The whole strategy to stop Donald Trump that is kicking about on the political side of the internet is based on Cruz, Rubio, and Kasich tag-teaming Trump to ensure he does not have enough delegates to win the nomination. I’ve been skeptical of this for some time because it requires Marco Rubio and John Kasich to get out of the race after winning their home states. I’ve never personally believed that quitting the race was in the interests of Rubio and Cruz, though it is a logical path for Kasich who is at the end of his career. The simple reason is that the American political system doesn’t reward people who quit.

The other stumbling block has always been that it was hard to see Rubio following up winning Florida by going home. That calculus may have changed after the shellacking Rubio took this past Tuesday and regardless of how badly his staff wants to keep drawing a paycheck Rubio to stay in the race, it seems that his donors are not that enthusiastic. Now Rubio might very well settle for suspending his campaign after Florida.

The first test of this will be next Tuesday. It seems like the Cruz super PAC community, if not the campaign itself, is taking the chance that assisting Rubio in winning Florida will not result in Rubio staying in the race, or that if he does stay in the will be fairly weak and not much of a threat in future primaries:

Super PACs backing Ted Cruz are scrapping a major media buy they once eyed in Florida because Marco Rubio is likely to lose there “all by himself,” the group’s leader says.

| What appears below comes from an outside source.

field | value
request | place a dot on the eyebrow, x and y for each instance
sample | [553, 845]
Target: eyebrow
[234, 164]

Keep the Promise, the main cluster of independent groups backing Cruz, is preparing to spend millions of dollars in a quartet of states that vote on March 15: Missouri, Illinois, Ohio and North Carolina. It is passing entirely on Florida, Rubio’s home state, where he badly trails national front-runner Donald Trump in polls.

“We’re no longer doing anti-Rubio ads in Florida, because it appears he can lose Florida all by himself,” said Kellyanne Conway, the group’s president. “He doesn’t need our help.”

Only about $1 million has been bought so far. But the groups are planning to buy up to $3 million more of television in North Carolina, Missouri and Illinois, to add to the more than $535,000 on digital advertising spent in those states as well as Washington, D.C. and Ohio, and the $435,000 on radio in North Carolina, Missouri, Illinois and Ohio. Republicans in D.C. vote on March 12.

Erick Erickson has more at The Resurgent:

Cruz’s campaign, after a lot of bluster about going all in in Florida admits it was all a head fake. They had one event scheduled for today with Sean Hannity in Orlando that was previously scheduled and will be nationally focused, not Florida focused. Then Cruz is bailing on Florida. For the Rubio folks complaining, I’m told the campaign did try to make adjustments, but couldn’t for reasons not in the campaign’s control.

Cruz’s campaign takes down its Florida ads. The Cruz Super PACs follow suit.

Given the horrible accuracy of polls this cycle we don’t really know what this means. We can guess that Trump is at least five points weaker than the polling indicates, unfortunately, Rubio also has a history of underperforming at the ballot box.

The strategy seems to be one of “sink or swim.” If Rubio wins Florida it cripples Trump and Rubio is either out of the race on Wednesday or he is no longer a top tier candidate. If Trump wins, no one can blame the Cruz campaign for torpedoing him and the pressure on him to get out of the race becomes irresistible.